About 12 percent of global trade disturbing amid red sea crisis

Houthi rebels from Yemen have been disrupting the Red Sea trade route for two months with various attacks on civilian vessels. This has made many shippers take the longer and more expensive route around Africa, affecting 12% of the world’s trade. The global economy is suffering as a result. The US and its allies have failed to stop the attacks, which the Houthis claim are a retaliation against Israel’s war with Hamas in Gaza. Shipping costs have quadrupled since November and the situation is expected to continue until the summer.

This means more delays and more expenses. Companies must keep more goods in transit and stock up more in case of shortages. The factories that make the metal boxes for shipping are working non-stop. Ports in places like Halifax, Canada, are struggling to cope.

Some companies have already felt the impact. Volvo and Tesla have stopped making cars in Europe because they can’t get parts from Asia. Tesco and Marks & Spencer have warned of higher prices. Maersk, the second-biggest container carrier, said the disruptions will continue. Many others are worried about the future.

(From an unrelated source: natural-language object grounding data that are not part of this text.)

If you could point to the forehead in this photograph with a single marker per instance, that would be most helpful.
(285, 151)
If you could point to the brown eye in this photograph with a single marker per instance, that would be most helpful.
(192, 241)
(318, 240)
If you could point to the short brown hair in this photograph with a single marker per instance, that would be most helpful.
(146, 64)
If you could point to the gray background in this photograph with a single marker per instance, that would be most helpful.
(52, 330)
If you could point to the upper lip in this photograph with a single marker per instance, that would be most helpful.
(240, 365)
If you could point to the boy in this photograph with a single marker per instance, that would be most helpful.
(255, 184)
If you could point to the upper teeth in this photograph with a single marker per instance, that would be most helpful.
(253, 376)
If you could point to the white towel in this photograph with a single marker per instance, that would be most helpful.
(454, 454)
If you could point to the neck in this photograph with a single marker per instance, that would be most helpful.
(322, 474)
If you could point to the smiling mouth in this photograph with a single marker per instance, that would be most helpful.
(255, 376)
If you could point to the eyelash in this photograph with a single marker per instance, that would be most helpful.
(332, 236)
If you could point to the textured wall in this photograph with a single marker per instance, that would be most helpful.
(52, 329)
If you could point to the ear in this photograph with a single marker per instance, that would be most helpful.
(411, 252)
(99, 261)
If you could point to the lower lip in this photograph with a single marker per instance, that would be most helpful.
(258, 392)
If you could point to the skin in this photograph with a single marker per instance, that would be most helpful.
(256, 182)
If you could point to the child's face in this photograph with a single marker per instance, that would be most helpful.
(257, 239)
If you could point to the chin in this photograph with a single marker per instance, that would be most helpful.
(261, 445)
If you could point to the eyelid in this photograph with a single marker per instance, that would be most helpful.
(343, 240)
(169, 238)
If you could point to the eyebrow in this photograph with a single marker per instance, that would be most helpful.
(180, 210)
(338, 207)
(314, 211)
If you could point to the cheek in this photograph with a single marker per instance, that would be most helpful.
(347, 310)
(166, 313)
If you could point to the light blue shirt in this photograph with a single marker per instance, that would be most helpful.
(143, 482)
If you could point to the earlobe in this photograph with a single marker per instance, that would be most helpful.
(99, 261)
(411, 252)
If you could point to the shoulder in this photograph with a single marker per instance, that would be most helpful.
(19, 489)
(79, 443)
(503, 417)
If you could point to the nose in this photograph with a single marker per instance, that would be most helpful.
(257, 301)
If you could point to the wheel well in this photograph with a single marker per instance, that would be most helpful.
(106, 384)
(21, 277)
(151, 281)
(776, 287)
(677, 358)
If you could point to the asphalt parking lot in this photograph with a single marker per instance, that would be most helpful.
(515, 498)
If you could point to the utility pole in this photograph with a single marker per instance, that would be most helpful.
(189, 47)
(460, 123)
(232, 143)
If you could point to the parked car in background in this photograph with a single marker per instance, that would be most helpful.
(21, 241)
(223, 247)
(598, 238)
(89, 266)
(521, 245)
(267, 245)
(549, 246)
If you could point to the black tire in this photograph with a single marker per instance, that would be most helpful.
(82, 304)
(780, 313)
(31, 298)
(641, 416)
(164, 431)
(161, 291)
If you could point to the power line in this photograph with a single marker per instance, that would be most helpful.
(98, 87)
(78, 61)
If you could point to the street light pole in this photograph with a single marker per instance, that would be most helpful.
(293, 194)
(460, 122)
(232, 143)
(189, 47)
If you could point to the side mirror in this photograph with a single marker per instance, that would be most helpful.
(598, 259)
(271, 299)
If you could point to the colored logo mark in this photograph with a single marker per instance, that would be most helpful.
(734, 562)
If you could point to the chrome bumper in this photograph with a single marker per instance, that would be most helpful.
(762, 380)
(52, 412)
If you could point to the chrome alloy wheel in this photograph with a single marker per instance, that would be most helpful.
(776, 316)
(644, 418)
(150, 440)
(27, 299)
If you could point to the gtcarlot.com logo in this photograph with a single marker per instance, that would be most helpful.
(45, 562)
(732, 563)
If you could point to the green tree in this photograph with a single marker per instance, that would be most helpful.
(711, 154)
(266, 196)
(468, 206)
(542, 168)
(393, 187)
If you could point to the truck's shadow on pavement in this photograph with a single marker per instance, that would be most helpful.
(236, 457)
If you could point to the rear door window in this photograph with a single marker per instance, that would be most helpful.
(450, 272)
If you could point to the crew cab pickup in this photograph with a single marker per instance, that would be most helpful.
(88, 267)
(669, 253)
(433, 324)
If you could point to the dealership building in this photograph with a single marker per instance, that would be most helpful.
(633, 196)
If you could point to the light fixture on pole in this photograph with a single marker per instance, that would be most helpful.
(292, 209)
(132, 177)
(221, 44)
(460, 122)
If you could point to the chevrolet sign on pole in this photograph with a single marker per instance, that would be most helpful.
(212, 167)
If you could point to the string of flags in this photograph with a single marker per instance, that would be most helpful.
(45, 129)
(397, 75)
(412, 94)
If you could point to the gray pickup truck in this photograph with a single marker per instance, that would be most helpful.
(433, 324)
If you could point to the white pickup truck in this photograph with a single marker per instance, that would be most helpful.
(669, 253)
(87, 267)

Alexis Crow, an expert on geopolitics and investing, said many people have underestimated the risk of the Red Sea crisis. They think the Israel-Hamas conflict will not affect them. But they are wrong. The Red Sea is a vital lifeline for the world economy. And it is under threat.

The Cost of Chaos

Yemeni rebels have been targeting civilian vessels in the Red Sea for two months, disrupting 12% of the world’s trade. They claim to be retaliating against Israel’s war with Hamas in Gaza. Shippers are forced to take the longer and costlier route around Africa, carrying goods like clothes, toys, and car parts. The global economy is suffering as shipping costs have quadrupled since November.Some companies have stopped making European cars because they can’t get parts from Asia. Others have warned of higher prices.

Some experts say this is the worst crisis since the Suez Canal was closed for five months in 1956. The US and its allies are trying to stop the attacks. But they have not succeeded yet.

The us and its allies strike back

The rebels are called the Houthis. They are from the mountains of Yemen. They have been fighting a civil war for years. They get support from Iran, which is an enemy of Israel and the US.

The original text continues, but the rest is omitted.